If you like trains, and lots of mainline action with some shortline activity added—then Newton, Kansas is a great place to visit.
Newton, with a population of just over 19,000, is located about 40 kilometres north of Wichita. It is on the BNSF (former Santa Fe) mainline between Chicago and Los Angeles.
Railroads and Newton have been linked for a long time. In 1872 it became the western terminal for the Atchison, Topeka and Santa Fe Railway and the railhead for the Chisholm Trail.
Business takes me to Newton about once a year. I was there again in October, and had two occasions to wander trackside.
Train watching is easy in Newton. The locomotive facility is easily seen from nearby streets, although you need a zoom lens to get decent photos.
The mainline crosses Main St. right by the locomotive facility and the Amtrak Station (with its classic ATSF Harvey House design), providing close-up views of the action.
Train activity is frequent—a delight for the visiting railfan, but a source of much grumbling among the locals who have to wait often at crossings for the trains to pass.
In two brief trips trackside I caught four mainline freights and a locomotive move.

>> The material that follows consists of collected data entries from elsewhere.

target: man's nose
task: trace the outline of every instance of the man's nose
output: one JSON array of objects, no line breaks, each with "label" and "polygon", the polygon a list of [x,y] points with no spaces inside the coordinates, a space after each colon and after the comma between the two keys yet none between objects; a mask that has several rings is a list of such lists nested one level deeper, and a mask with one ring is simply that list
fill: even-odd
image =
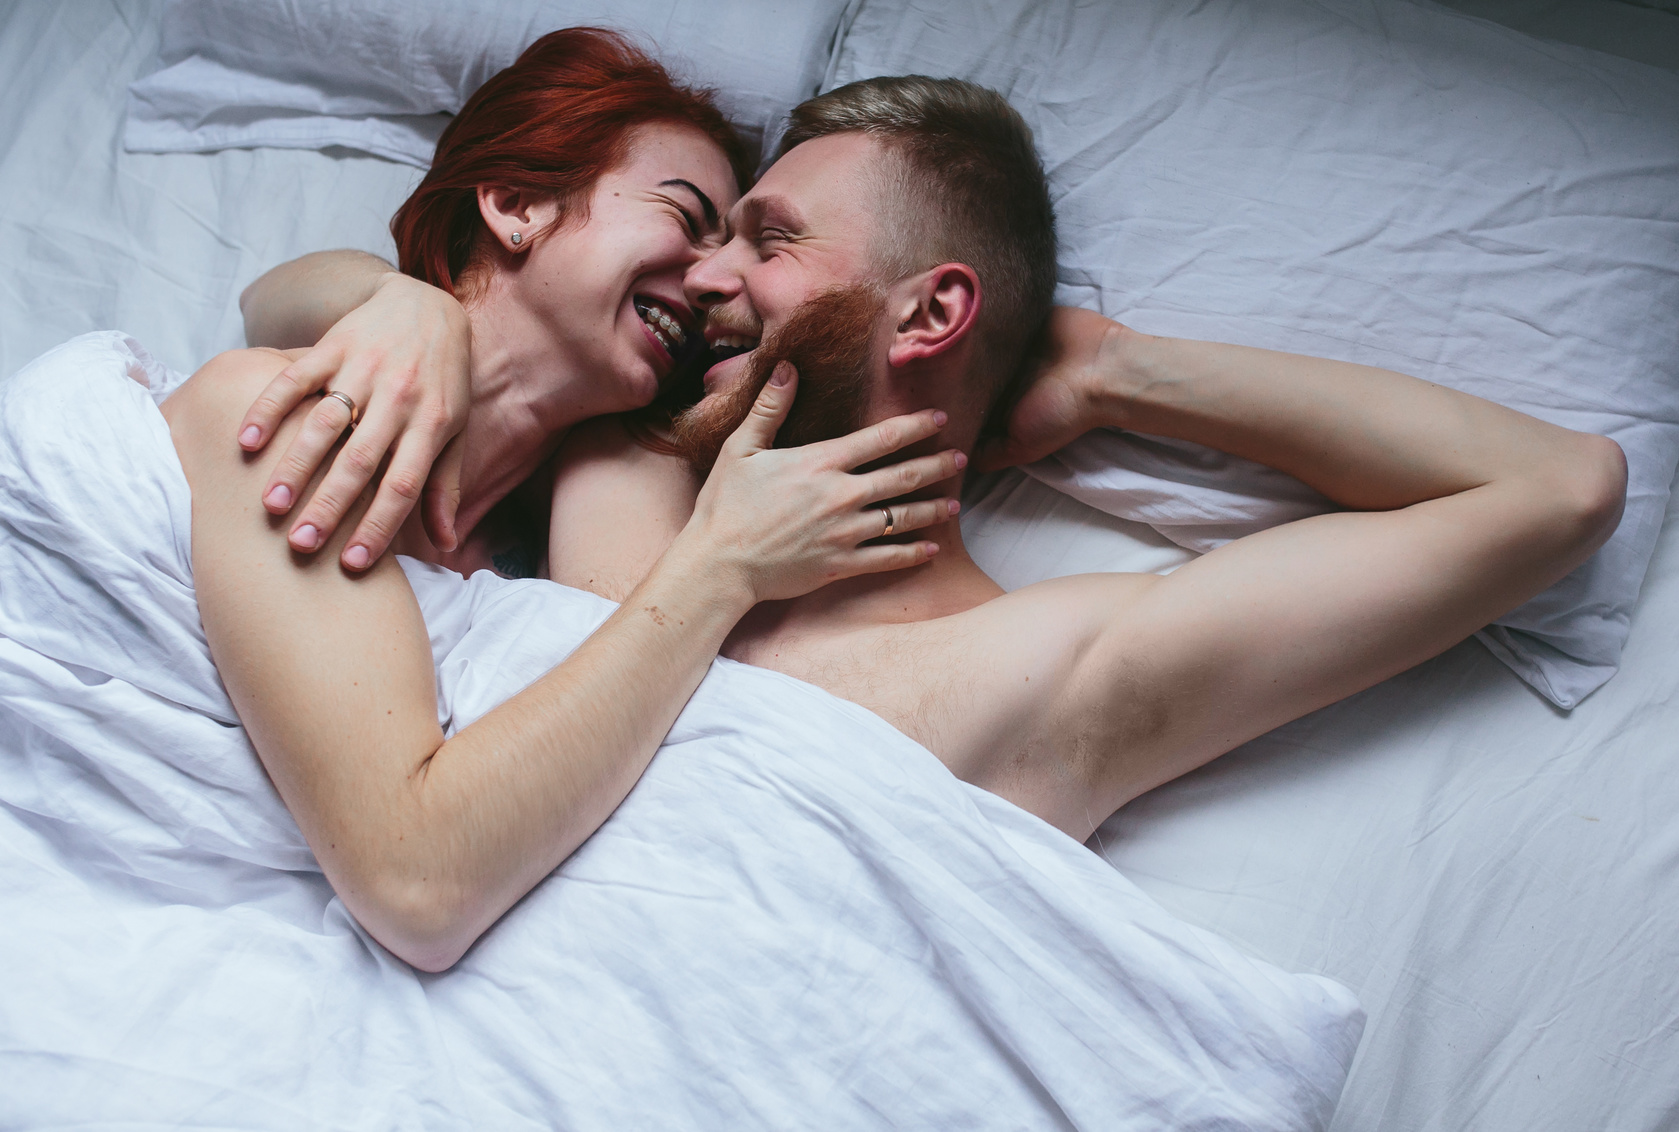
[{"label": "man's nose", "polygon": [[722,306],[740,294],[740,275],[729,266],[731,240],[688,269],[682,277],[682,293],[700,310]]}]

Unfortunately, it was afternoon and all the trains were eastbound, meaning I was shooting into the setting sun.
I also caught a WAMX (Webb Asset Management) train pulling a long string of cars slowly across Main St. I think it is the Kansas and Oklahoma Railroad, but I’m not sure.
A wander around the streets alongside the locomotive facility showed a variety of power on site—units from KCS, CP, CN, CSX and NS were all present, along with a few units still in classic BN green, and even some in the old ATSF scheme.
Unlike in 2009, I didn’t see any trains with flatcars carrying Boeing 737 fuselages. Back then, I was lucky enough to catch a number of them waiting across from the station.
There are lots of little towns like Newton across North America, places where there is lots of railway action and relatively easy access to see the trains. Maybe you have a special place like it of your own.